On Nov. 6, Idaho voters will have an opportunity to vote on Propositions 1, 2 and 3 — referendum that will either affirm or overturn the three pieces of “Students Come First” legislation approved by the legislature and signed into law by Governor Otter in March 2011.
Proposition II addresses the teacher merit pay law officially known as S1110 and is simply worded as follows: “Shall the legislation providing teacher performance pay based on state-mandated test scores, student performance, hard-to-fill positions and leadership be approved?”
Straightforward enough. Voters say “Yes” and merit pay for teachers is affirmed.
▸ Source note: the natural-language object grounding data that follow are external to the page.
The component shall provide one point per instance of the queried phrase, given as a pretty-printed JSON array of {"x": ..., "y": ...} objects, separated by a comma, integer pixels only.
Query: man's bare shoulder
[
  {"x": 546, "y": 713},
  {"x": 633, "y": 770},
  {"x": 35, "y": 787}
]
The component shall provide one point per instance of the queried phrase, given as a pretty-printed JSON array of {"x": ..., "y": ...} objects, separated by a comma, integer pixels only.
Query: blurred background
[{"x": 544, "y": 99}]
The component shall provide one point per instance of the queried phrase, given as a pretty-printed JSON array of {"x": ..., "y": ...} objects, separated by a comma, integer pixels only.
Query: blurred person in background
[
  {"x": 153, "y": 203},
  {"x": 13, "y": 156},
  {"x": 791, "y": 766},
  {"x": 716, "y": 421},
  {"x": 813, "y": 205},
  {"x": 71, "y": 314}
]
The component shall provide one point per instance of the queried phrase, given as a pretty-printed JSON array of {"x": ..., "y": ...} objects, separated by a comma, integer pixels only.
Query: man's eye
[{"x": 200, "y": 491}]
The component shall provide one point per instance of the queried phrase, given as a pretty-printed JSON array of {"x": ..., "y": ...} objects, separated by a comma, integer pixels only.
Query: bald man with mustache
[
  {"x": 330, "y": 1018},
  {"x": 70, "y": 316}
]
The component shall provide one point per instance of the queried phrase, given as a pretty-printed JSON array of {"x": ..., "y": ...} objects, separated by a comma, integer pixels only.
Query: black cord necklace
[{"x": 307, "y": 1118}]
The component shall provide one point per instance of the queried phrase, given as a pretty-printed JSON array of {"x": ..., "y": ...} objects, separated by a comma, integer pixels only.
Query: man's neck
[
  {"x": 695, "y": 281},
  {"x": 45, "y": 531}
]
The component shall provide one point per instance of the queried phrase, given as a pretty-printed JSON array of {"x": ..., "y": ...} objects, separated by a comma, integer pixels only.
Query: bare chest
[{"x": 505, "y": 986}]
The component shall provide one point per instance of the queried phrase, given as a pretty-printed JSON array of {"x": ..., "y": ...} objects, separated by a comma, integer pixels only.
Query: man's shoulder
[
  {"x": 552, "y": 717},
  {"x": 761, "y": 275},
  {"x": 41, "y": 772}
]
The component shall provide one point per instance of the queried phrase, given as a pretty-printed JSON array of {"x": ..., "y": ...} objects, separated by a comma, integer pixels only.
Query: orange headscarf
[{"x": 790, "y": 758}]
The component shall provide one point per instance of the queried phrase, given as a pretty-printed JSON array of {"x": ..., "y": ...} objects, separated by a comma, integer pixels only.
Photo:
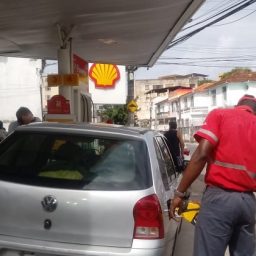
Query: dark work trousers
[{"x": 226, "y": 218}]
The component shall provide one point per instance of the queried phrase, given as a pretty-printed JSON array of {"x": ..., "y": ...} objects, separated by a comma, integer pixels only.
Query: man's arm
[{"x": 197, "y": 162}]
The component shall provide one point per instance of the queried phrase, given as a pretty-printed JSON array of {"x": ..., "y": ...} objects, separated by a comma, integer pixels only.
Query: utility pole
[{"x": 130, "y": 95}]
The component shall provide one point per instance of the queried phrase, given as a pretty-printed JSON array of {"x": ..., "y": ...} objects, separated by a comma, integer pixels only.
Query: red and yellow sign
[{"x": 104, "y": 75}]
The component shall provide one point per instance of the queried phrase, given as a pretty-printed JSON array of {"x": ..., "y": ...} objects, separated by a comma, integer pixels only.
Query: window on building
[
  {"x": 213, "y": 96},
  {"x": 157, "y": 86}
]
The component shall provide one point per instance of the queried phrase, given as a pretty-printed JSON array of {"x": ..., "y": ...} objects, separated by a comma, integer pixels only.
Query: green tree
[
  {"x": 117, "y": 113},
  {"x": 233, "y": 71}
]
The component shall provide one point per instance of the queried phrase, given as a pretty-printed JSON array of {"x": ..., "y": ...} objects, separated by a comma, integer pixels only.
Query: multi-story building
[
  {"x": 150, "y": 92},
  {"x": 190, "y": 107}
]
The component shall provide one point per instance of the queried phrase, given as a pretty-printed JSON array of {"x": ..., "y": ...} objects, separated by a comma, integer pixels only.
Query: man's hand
[{"x": 175, "y": 203}]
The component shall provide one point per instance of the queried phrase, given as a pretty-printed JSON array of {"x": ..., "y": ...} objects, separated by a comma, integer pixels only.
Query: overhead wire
[
  {"x": 215, "y": 15},
  {"x": 190, "y": 34},
  {"x": 235, "y": 20}
]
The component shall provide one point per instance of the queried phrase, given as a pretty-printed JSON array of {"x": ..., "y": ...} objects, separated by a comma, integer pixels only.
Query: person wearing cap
[
  {"x": 24, "y": 116},
  {"x": 176, "y": 145},
  {"x": 228, "y": 208}
]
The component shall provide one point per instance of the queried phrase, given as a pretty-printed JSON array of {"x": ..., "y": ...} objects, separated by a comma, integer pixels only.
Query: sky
[{"x": 219, "y": 48}]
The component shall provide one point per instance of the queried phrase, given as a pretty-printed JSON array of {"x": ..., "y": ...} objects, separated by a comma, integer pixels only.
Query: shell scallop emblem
[{"x": 104, "y": 75}]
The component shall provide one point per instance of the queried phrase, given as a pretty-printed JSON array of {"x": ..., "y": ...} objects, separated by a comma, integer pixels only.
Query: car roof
[{"x": 90, "y": 128}]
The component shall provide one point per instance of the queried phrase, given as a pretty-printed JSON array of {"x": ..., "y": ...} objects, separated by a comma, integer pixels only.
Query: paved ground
[{"x": 184, "y": 245}]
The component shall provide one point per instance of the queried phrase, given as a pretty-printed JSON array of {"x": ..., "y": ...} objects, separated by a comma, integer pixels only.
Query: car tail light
[{"x": 148, "y": 219}]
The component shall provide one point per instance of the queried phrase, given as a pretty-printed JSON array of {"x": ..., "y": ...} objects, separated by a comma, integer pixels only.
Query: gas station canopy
[{"x": 127, "y": 32}]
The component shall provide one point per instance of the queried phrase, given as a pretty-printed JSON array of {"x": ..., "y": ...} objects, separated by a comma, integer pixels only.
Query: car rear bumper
[{"x": 20, "y": 246}]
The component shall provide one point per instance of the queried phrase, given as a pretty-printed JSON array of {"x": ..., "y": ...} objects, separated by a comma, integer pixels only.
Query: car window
[
  {"x": 76, "y": 162},
  {"x": 165, "y": 161}
]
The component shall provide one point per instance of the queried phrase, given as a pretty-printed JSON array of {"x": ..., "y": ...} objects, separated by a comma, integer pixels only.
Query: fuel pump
[{"x": 73, "y": 104}]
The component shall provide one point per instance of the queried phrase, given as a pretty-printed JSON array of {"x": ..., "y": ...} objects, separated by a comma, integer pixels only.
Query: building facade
[
  {"x": 148, "y": 93},
  {"x": 190, "y": 107}
]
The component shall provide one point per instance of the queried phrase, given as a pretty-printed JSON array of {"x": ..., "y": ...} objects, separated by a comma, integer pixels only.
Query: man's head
[
  {"x": 248, "y": 100},
  {"x": 24, "y": 115},
  {"x": 172, "y": 125}
]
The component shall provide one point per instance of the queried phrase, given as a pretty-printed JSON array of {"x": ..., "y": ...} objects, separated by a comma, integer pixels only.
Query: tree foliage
[
  {"x": 233, "y": 71},
  {"x": 205, "y": 81},
  {"x": 118, "y": 114}
]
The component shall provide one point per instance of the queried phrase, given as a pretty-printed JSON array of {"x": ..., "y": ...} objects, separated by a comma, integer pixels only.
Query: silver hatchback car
[{"x": 83, "y": 189}]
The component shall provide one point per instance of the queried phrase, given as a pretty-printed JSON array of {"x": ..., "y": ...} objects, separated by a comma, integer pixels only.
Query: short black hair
[
  {"x": 173, "y": 125},
  {"x": 22, "y": 111},
  {"x": 248, "y": 100}
]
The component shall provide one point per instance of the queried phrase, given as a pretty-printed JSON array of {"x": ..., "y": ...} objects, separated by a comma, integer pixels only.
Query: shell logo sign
[{"x": 104, "y": 75}]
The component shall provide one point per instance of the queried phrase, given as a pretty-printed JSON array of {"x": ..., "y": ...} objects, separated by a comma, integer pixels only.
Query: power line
[
  {"x": 187, "y": 36},
  {"x": 235, "y": 20}
]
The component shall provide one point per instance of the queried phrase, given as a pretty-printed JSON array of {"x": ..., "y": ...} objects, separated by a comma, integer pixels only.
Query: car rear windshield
[{"x": 75, "y": 162}]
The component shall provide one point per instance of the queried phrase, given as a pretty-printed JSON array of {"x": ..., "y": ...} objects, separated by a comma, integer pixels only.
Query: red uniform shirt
[{"x": 232, "y": 132}]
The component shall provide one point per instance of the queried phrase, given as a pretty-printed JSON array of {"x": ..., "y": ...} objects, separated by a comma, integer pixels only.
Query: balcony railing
[{"x": 196, "y": 110}]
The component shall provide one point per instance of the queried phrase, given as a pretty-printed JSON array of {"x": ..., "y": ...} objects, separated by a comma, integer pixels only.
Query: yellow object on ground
[{"x": 191, "y": 212}]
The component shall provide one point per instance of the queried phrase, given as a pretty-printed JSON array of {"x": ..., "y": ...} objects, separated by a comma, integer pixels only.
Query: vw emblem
[{"x": 49, "y": 203}]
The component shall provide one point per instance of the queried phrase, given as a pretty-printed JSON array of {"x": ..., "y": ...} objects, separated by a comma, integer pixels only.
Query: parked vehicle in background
[{"x": 82, "y": 189}]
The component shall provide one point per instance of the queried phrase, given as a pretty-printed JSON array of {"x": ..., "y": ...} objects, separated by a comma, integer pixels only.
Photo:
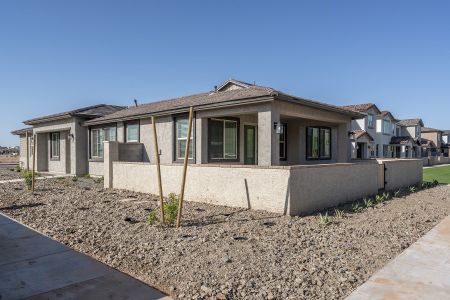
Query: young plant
[
  {"x": 325, "y": 219},
  {"x": 356, "y": 207},
  {"x": 338, "y": 213},
  {"x": 28, "y": 176},
  {"x": 152, "y": 217},
  {"x": 368, "y": 202}
]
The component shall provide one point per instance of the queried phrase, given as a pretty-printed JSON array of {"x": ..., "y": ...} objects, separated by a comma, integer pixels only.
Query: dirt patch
[{"x": 222, "y": 252}]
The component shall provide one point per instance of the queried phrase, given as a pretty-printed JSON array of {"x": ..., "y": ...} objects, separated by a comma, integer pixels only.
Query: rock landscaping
[
  {"x": 229, "y": 253},
  {"x": 7, "y": 174}
]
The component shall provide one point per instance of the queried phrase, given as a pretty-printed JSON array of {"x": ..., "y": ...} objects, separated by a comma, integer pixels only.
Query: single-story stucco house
[{"x": 251, "y": 146}]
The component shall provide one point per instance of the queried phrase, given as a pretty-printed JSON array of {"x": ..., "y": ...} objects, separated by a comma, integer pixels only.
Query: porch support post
[
  {"x": 268, "y": 139},
  {"x": 343, "y": 154}
]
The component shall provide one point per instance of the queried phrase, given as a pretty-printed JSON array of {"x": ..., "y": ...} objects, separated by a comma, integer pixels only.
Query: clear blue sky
[{"x": 58, "y": 55}]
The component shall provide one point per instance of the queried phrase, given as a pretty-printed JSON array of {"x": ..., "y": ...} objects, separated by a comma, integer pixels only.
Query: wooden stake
[
  {"x": 186, "y": 158},
  {"x": 34, "y": 163},
  {"x": 158, "y": 168},
  {"x": 28, "y": 151}
]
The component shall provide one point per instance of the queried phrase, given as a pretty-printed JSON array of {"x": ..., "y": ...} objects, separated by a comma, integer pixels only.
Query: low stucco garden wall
[{"x": 293, "y": 190}]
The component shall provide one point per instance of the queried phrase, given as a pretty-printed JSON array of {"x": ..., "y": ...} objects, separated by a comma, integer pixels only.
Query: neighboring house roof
[
  {"x": 89, "y": 112},
  {"x": 246, "y": 94},
  {"x": 402, "y": 140},
  {"x": 387, "y": 113},
  {"x": 360, "y": 133},
  {"x": 364, "y": 107},
  {"x": 410, "y": 122},
  {"x": 427, "y": 143},
  {"x": 22, "y": 131},
  {"x": 428, "y": 129}
]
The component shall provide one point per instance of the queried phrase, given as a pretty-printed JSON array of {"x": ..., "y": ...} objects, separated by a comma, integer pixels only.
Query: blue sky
[{"x": 59, "y": 55}]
Voters say “No” and come Nov. 7 merit pay is thrown out.
The question is — what happens to the teacher merit pay for the fiscal year ending June 30 if voters say “No”? The fiscal year, which corresponds to school year 2011-12 that also ended in June, was the inaugural school year in which teachers could earn merit pay to be paid later this fall.
Our view is this: the law was in effect for the past school year; the criteria for determining merit pay were established for the past school year; $38 million in state funds were set aside in last year’s budget to fund merit pay for the year; and the bonuses were earned in the past school year — therefore those merit payments ought to be paid regardless of the referendum outcome on Proposition II.
However, according to state Department of Education Communication Director Melissa McGrath, the state will not have the authority to distribute those funds if voters say “No.”
Clarification was sought from the state attorney general’s office, but Bob Cooper of the AG’s office could not comment on whether or not the attorney general had been contacted by the Department of Education for an opinion citing attorney-client privilege. Cooper is correct — he shouldn’t comment on whether or not Superintendent Luna’s office has requested a ruling. McGrath said that the Department of Education doesn’t have a ruling because they believe the matter is covered by the portion of state code that says they have until Dec. 15 to make pay-for-performance distributions.
We don’t believe that’s the point. Voters deserve to know whether their vote on Proposition II will be retroactive to a fiscal year already completed and undue merit pay already earned. And they deserve to know that it will not.
Pay-for-performance was our state law last year and those payments need to be distributed regardless of the Nov. 6 results. Any other decision again risks making Student Come First all too synonymous with Teachers Come Last.